No hay lógica alguna en la historieta bíblica del pecado original. Parece obvio que el autor sagrado iba a lo suyo, como si tuviera prisa por encontrar una fórmula para exonerar a Dios de la maldad con que obraba su pueblo y por justificar los exigentes mandamientos que debía imponerle.

Ante tal desenfoque, ¿cómo hemos podido confiar los hombres el destino de nuestras vidas a los contenidos de una fábula literaria? Al autor sagrado le resultó fácil atribuir la perversidad de su pueblo a una supuesta naturaleza humana pervertida por la desobediencia de la pareja original. Se limitó a echar balones fuera al optar por un relato que, aunque ilógico, le servía para su propósito de atar corto a su gente.

Razón del mal

La raíz de su problema y del nuestro sigue estando ahí, pero no en una naturaleza supuestamente pervertida, sino en otra parte que, siendo menos dramática, es más difícil de asumir: zarandeados por nuestros egoísmos y tan cortos de vista, no necesitamos que alguien nos tiente para desviarnos del camino a seguir o que un libertador venga a sacarnos del fango. Lo que realmente nos viene muy bien es que alguien nos ilumine el camino de humanización que debemos seguir y nos aliente y dé fuerzas para recorrerlo.

Nuestra condición de seres inacabados en continua evolución nos enfrenta a un magma de intereses, algunos de los cuales, por desajustados, nos arrastran a cometer errores. Se equivoca el asesino cuando mata a su enemigo para librarse de él, hacerse con su poder o arrebatarle su hacienda y se equivoca el blasfemo al pensar que Dios, como si fuera el vecino de arriba, es el causante de sus desdichas.
Cuantas acciones valoramos como pecado son solo meteduras de pata. No hay más pecado original que la natural ofuscación que nos produce el relumbrón de contravalores que nos llevan a tomar por principal lo accesorio. Sin duda, somos capaces de grandes heroísmos, pero también de incalificables villanías. El mal se reduce a que, persiguiendo siempre el bien, un discernimiento equivocado nos mete en lodazales.

Jesús de Nazaret

Llegados a este punto, ¿a qué debemos reducir el concepto solemne de “salvación”? Solo necesitamos salvarnos o ser salvados de nosotros mismos. Necesitamos achicar egoísmos y decantarnos por el bien incuestionable de favorecer, en toda situación y circunstancia, nuestra propia vida y la vida de nuestros semejantes. Ese es el cometido moral que debe inspirar, guiar y alimentar nuestras acciones: cultivar valores que alimentan y desterrar contravalores que destruyen.

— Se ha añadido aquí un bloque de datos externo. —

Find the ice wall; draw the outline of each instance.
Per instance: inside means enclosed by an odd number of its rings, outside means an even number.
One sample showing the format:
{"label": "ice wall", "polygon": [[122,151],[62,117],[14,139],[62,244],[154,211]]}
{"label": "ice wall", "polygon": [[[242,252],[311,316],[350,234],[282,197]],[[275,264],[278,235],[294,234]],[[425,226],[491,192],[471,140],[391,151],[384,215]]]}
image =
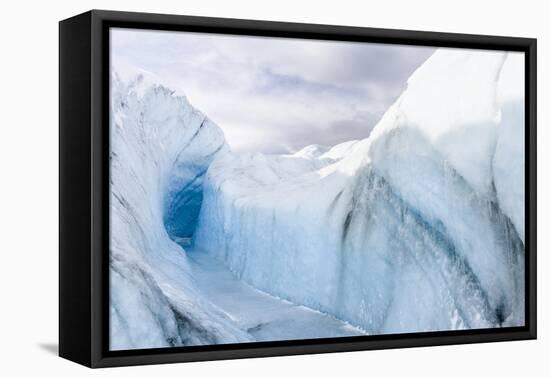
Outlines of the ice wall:
{"label": "ice wall", "polygon": [[211,164],[195,243],[369,333],[522,325],[521,54],[440,49],[371,136]]}
{"label": "ice wall", "polygon": [[110,347],[249,341],[200,293],[170,238],[192,234],[223,133],[185,97],[127,76],[111,80]]}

A eso se circunscribe, a mi entender, el Evangelio y la excepcional vida de Jesús de Nazaret. Bien entendido, eso es mucho más importante e interesante que confesar que él es el Hijo de Dios, pues seguir su ejemplo tiene mucha más trascendencia para nuestras vidas que especular metafísicamente sobre su personalidad. Deberíamos amarlo mucho más por ser nuestro guía y modelo que por el supuesto derramamiento de su sangre para redimirnos de nuestros pecados.

Quedémonos hoy, como resumen, con que Jesús de Nazaret es verdad, camino y vida; con que la sola existencia del diablo convertiría a nuestro gran Dios en pelele; con que no se puede ofender a quien es digno de todo amor y se pone a tiro de nuestra innata bondad en la indigencia de nuestros semejantes; con que debemos pedir perdón por nuestras frecuentes equivocaciones, además de apechugar con sus secuelas, y, finalmente, con que la religión auténtica nos aporta una dimensión teologal de valor incalculable. Por todo ello, lo razonable es seguir la estela de quien nos reta a favorecer la vida de todos: “he venido para que tengan vida y la tengan en abundancia” (Jn. 10,10).